I can find lesbians. I can’t tell you if any given woman is a lesbian, but if I develop a crush on someone, it’s better than even money that she’s at least bi. I get a whole lot of “Aww, sorry, but I like girls…” and “Damnit, Jackboots! Why couldn’t you have been a girl?”
That’s not only pointless; that’s counterproductive.
Up until I graduated high school I would occasionally get pulled over for looking too young to drive. By now I’m 21 and they let me drive and vote unmolested, but I get people trying to chase me out of the liquor aisles (not “Sorry, sir, I’ll need to see some ID”, but “He’s obviously too young, so he must be trying to steal something; get him out of there”), and once in a while I’ll get the evil eye for going into stores with “1 high school student at a time during X hours” policies. I guess this will start feeling like a talent and not a curse in ten years.
I can fake competency at most subjects given five or ten minutes to get my bearings. I can’t fake fluency, but a conversational competency is easy.

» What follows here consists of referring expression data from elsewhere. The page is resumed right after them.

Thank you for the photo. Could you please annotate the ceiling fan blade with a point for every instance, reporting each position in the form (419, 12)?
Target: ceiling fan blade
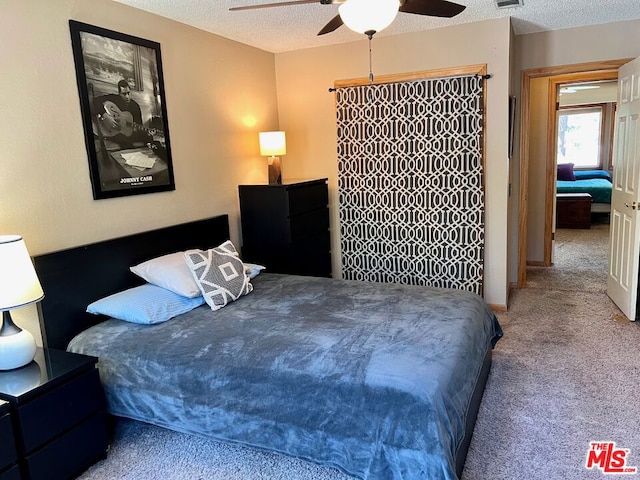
(269, 5)
(432, 8)
(332, 25)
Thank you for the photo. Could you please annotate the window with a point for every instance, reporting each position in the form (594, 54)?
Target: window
(580, 136)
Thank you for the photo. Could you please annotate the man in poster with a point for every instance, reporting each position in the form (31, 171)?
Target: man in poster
(119, 118)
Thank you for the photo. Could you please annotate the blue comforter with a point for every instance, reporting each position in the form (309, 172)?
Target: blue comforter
(374, 379)
(595, 182)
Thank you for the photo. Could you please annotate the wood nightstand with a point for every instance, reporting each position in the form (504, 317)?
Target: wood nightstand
(57, 408)
(286, 227)
(8, 457)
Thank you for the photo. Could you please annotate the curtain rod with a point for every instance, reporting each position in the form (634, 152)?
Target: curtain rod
(484, 77)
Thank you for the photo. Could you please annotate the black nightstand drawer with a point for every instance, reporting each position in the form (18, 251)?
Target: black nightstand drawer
(307, 198)
(70, 454)
(11, 474)
(8, 453)
(63, 407)
(310, 224)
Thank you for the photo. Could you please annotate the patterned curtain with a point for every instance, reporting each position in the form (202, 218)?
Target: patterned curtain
(410, 182)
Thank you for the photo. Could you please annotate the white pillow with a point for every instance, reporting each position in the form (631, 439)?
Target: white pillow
(220, 274)
(253, 269)
(170, 272)
(147, 304)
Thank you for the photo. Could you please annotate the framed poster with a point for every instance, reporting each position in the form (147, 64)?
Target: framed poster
(124, 112)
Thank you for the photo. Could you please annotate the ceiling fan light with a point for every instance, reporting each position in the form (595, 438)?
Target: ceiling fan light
(365, 16)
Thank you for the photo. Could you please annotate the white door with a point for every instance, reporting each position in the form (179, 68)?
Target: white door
(624, 243)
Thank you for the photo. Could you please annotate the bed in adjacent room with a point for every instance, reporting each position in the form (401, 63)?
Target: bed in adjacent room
(597, 183)
(382, 381)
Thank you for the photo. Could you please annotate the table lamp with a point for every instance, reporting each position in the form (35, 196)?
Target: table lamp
(19, 286)
(271, 145)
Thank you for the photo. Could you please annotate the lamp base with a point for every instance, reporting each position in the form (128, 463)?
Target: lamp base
(17, 346)
(275, 175)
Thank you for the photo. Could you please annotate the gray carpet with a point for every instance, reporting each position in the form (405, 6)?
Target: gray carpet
(565, 373)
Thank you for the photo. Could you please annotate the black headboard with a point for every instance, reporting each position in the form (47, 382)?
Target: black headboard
(73, 278)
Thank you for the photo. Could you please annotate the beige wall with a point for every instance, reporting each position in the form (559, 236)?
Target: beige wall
(307, 113)
(563, 47)
(219, 93)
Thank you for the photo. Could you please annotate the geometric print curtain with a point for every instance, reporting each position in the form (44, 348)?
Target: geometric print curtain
(410, 182)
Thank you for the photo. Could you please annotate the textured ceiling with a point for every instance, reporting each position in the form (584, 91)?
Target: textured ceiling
(293, 27)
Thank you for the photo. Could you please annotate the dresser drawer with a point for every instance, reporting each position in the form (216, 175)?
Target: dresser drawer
(8, 453)
(309, 224)
(11, 474)
(50, 415)
(308, 197)
(70, 454)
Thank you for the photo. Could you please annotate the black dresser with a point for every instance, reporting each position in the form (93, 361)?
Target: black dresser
(57, 409)
(286, 227)
(8, 457)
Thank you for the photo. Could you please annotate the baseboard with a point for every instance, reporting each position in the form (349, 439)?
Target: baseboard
(535, 264)
(497, 308)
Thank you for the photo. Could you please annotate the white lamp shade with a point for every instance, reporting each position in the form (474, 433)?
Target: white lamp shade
(273, 144)
(365, 16)
(19, 284)
(16, 350)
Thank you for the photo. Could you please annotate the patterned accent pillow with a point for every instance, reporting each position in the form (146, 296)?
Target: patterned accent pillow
(219, 273)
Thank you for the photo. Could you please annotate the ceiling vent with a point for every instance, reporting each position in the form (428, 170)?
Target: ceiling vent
(509, 3)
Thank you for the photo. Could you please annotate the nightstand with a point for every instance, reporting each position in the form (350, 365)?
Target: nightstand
(57, 407)
(573, 210)
(8, 457)
(285, 227)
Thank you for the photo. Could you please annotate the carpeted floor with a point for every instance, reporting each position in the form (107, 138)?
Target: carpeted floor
(565, 374)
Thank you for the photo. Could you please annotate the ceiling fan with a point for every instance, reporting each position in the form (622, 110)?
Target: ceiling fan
(432, 8)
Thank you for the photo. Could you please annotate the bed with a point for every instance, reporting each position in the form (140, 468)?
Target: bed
(381, 381)
(597, 183)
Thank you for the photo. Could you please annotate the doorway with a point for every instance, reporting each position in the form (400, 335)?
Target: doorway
(543, 199)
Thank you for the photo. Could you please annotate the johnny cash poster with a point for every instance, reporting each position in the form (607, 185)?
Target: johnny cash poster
(124, 112)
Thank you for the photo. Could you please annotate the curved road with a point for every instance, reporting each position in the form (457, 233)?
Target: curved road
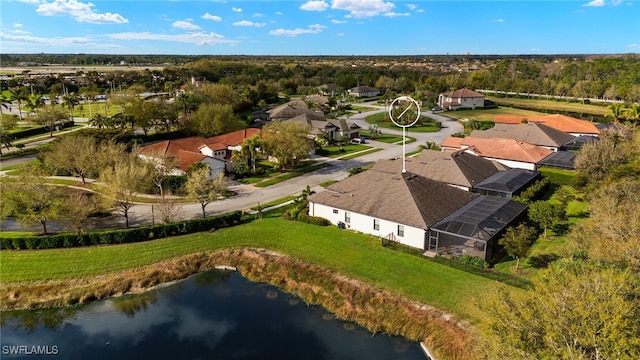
(249, 196)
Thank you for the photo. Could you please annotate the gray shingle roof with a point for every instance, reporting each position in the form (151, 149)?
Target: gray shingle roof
(457, 168)
(407, 199)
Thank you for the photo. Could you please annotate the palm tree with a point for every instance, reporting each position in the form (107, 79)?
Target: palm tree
(34, 102)
(99, 121)
(615, 111)
(249, 149)
(633, 114)
(19, 94)
(71, 100)
(3, 103)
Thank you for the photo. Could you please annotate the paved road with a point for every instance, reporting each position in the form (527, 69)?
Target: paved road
(249, 196)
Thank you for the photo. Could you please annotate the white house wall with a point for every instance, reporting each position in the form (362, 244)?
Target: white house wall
(414, 237)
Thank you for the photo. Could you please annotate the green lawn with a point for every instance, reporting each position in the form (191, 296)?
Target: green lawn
(334, 151)
(381, 119)
(354, 255)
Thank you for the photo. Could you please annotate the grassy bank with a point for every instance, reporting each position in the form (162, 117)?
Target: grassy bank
(355, 255)
(349, 299)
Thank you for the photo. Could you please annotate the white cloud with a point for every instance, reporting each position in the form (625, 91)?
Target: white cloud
(595, 3)
(208, 16)
(199, 38)
(315, 5)
(395, 14)
(363, 8)
(185, 25)
(248, 23)
(311, 29)
(81, 12)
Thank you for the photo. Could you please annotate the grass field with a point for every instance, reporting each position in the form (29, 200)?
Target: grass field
(354, 255)
(551, 105)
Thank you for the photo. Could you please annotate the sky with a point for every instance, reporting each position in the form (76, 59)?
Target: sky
(320, 27)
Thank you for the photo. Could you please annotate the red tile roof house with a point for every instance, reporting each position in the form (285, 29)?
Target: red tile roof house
(214, 151)
(567, 124)
(532, 133)
(509, 152)
(461, 99)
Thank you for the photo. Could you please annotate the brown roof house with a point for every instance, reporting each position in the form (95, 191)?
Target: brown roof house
(530, 132)
(567, 124)
(214, 151)
(403, 207)
(461, 99)
(509, 152)
(458, 169)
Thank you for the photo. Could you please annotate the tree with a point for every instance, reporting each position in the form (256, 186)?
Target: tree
(34, 102)
(122, 182)
(204, 190)
(213, 119)
(30, 200)
(633, 114)
(77, 207)
(49, 117)
(576, 310)
(4, 103)
(518, 241)
(19, 94)
(75, 154)
(287, 141)
(98, 120)
(545, 214)
(615, 111)
(71, 100)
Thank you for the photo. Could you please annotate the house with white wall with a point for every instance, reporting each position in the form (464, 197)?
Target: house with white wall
(417, 212)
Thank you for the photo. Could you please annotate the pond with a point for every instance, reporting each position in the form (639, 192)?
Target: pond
(212, 315)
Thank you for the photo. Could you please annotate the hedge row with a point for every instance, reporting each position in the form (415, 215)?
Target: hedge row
(40, 130)
(121, 236)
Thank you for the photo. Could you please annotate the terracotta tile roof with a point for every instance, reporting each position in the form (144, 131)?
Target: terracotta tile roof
(457, 168)
(506, 149)
(559, 122)
(407, 198)
(532, 133)
(463, 93)
(187, 158)
(452, 142)
(171, 147)
(234, 138)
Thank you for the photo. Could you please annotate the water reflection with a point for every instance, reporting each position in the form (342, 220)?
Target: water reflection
(214, 315)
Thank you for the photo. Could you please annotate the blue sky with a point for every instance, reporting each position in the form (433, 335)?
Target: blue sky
(320, 27)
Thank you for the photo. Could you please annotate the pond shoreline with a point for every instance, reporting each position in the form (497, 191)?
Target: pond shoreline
(351, 300)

Obscure music, semiconductor manufacturing, movies, various types of silk fabric… I know a truly staggering amount of random, superficial crap.
I defy the laws of probability, but only when meaningless amounts of money are involved. People hate playing Liar’s Dice with me, and I’ll play mostly average D&D, punctuated by long strings of critical hits like they’re going out of style.
I can tell you how long it takes to get anywhere on campus to within +/- 1 minute. One of my professors swears up and down that he will catch me coming in late one of these days, but it hasn’t happened yet.